Maybe have 0x10000 sets of vectors (or deques). You can use the high bits to determine which set the number belongs in.

This would consume more memory than a single massive vector/deque but would make sorting a bit faster because the sets would be like a preliminary sort.



Although I wonder if a massive set might be the better approach anyway. Even if it sucks up RAM, can't you use virtual memory? There's always room on the HD. 15.7 GB is nothing. I have more than that in music.
I don't get it. What's the point of the sliding window?
You can only represent 16 nucleotides in 4-bytes (32-bits) @ 2 bits per nucleotide.

Why would you expand the data in this manner when memory and memory bandwidth are the primary limitation in modern hardware?
Could this just be done on disk?

For example, in Linux:
> sort file1
> sort file2
> diff file1 file2
@Disch
I wouldn't know how to do that. I've only been programing in C for about a year.

@helios
Its biologically relevant. Any portion of two sequences could be the same. (e.g. the last 25 of one sequence could be the same as the first 25 of another, etc). I would like to know this as its likely that they were both sequenced from the same microbial genome. I wouldn't be able to tell this if I compared the reads as one 51 nucleotide long sequence.

@PanGalactic
You are right. My ulongs are actually 8 bytes long (I'm using a 64 bit system). So I'm really using 40*8=320 Bytes per sequence.

@moorecm
Would that be faster or slower than doing it in memory?

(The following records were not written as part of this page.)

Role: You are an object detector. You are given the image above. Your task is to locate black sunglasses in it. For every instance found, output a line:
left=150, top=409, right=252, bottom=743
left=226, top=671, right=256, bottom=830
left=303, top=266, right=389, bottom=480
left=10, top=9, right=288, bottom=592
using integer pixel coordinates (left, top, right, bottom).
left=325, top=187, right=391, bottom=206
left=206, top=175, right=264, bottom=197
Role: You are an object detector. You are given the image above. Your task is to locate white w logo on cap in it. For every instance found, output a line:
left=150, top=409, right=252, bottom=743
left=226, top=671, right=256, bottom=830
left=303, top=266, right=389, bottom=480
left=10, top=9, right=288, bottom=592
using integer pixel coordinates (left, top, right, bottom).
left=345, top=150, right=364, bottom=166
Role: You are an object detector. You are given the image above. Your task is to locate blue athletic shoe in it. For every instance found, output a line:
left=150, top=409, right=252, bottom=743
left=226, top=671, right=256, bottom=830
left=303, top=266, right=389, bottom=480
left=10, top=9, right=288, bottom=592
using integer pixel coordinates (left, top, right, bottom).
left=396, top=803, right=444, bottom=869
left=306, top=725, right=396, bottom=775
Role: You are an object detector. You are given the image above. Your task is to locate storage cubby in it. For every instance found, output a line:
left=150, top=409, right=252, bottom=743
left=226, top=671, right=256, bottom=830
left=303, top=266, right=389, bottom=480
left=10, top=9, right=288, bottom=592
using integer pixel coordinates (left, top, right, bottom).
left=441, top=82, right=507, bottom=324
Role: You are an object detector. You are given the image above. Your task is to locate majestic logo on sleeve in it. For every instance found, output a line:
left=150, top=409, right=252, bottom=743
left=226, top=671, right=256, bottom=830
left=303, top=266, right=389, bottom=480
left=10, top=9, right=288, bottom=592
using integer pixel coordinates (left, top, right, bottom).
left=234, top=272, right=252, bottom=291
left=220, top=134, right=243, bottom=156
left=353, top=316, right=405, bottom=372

Looking at the STL sort() function, I found that it takes iterators. Looks like I'll have to try a vector<ulong> after all.
Well, you have to make some compromises if you don't want to buy 30 GiB of RAM. What's the problem with using a short array for a sequence and then comparing it to another in every possible way? Sure, it'll take longer, but it's a trade-off.
Well I didn't have to buy 30 GB of RAM. It took about 9 GB to hold 1 billion 8-byte integers, and it was able to sort it in 2 minutes and 7 seconds. Does that sound about right? I head'ed and tail'ed the file two which I wrote the vector to and it looked like they were all sorted. This surprised me, I thought it would have taken a lot longer! Preforming the intersection is now trivial.

Anyway my initial question was answered a while ago so thanks everyone!